Hi Bonnie – I bet their milk is amazing! Quality food does cost more, but it’s worth it. Enjoy! 🙂
Many years we would buy our milk from a farmer after the milk companies would pick up what they wanted. He left the cream on the milk. I would sceem off the cream and put it in the freezer until I had enough to churn. Then I would put it in my churn that got at a second hand store and lay some towels on the floor and watch TV while I churned my cream. After washing the butter and putting it a butter mold I was done. The best butter in the world is home churned Yum
Yummmmm! There is nothing better than fresh butter! 🙂
I have a question…
I bought organic cream and used nonfat yogurt. I cultured it for 24 hours. The xream was thick and didnt smell all that great. It smelled sour… like sour milk. I made the butter… turned out great but the taste and smell is off. Im just worried that my cream went bad… that or im just not used to cultured butter.
Can anyone help me out. Should I throw it out and try again?
Hi Tara – To me, what you are describing is normal. Cultured butter is going to have a more tangy / sour smell and taste than sweet cream butter, which is what most people are used to. I have always been told to go with my nose. If it smells rotten, then toss it. But, there is a difference between rotten milk and sour milk. Make sure you use a high-quality organic yogurt to culture and you want to find cream that has not been ultra pasteurized (UP). Pasteurized is fine, but UP is 100% dead and won’t yield a healthy product. Hope that helps. 🙂
Hey, thanks for triggering a memory! I had forgotten that my dad didn’t like fresh cream butter and he called it “creamery butter”. LOL. My parents always let the cream sour on the counter for a day before making the butter and it always soured better when a thunder storm was coming! They had an electric churn that they used with an extra large Tupperware canister with a hole cut in the top. It worked well. I remember my mom working the water out of the butter in a big wooden bowl with a large carved wooden spoon type thing. I think I’ll be trying it with my mixer! Could you use a small amount of kefir whey to culture, I wonder?
Hi Lori – Thanks for sharing! That is interesting about the thunder storm! 🙂 You most certainly could use some kefir or kefir whey. I’ve never done it that way, but I see no reason it wouldn’t work!
Great post. Wish I would have read this last week when I made butter from colostrum cream using the old shake-a-mason-jar technique!

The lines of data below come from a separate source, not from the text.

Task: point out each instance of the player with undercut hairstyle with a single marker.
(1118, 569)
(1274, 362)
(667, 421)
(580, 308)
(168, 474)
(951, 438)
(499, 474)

Thanks Lynn! This is much easier! 🙂
I poured cream into a large jar and shook it up, it took an hour, but I made butter, it was a great feeling, but in future I will use a mixer. It was delicious.
Awesome! That is the way a lot of us learned when we were kids. It’s always a fun science experiment! 🙂
Thank You for this recipe and also the information from a commenter about souring the cream before making butter. I had “saur rahm butter” in Germany and I’ve been trying to find it ever since!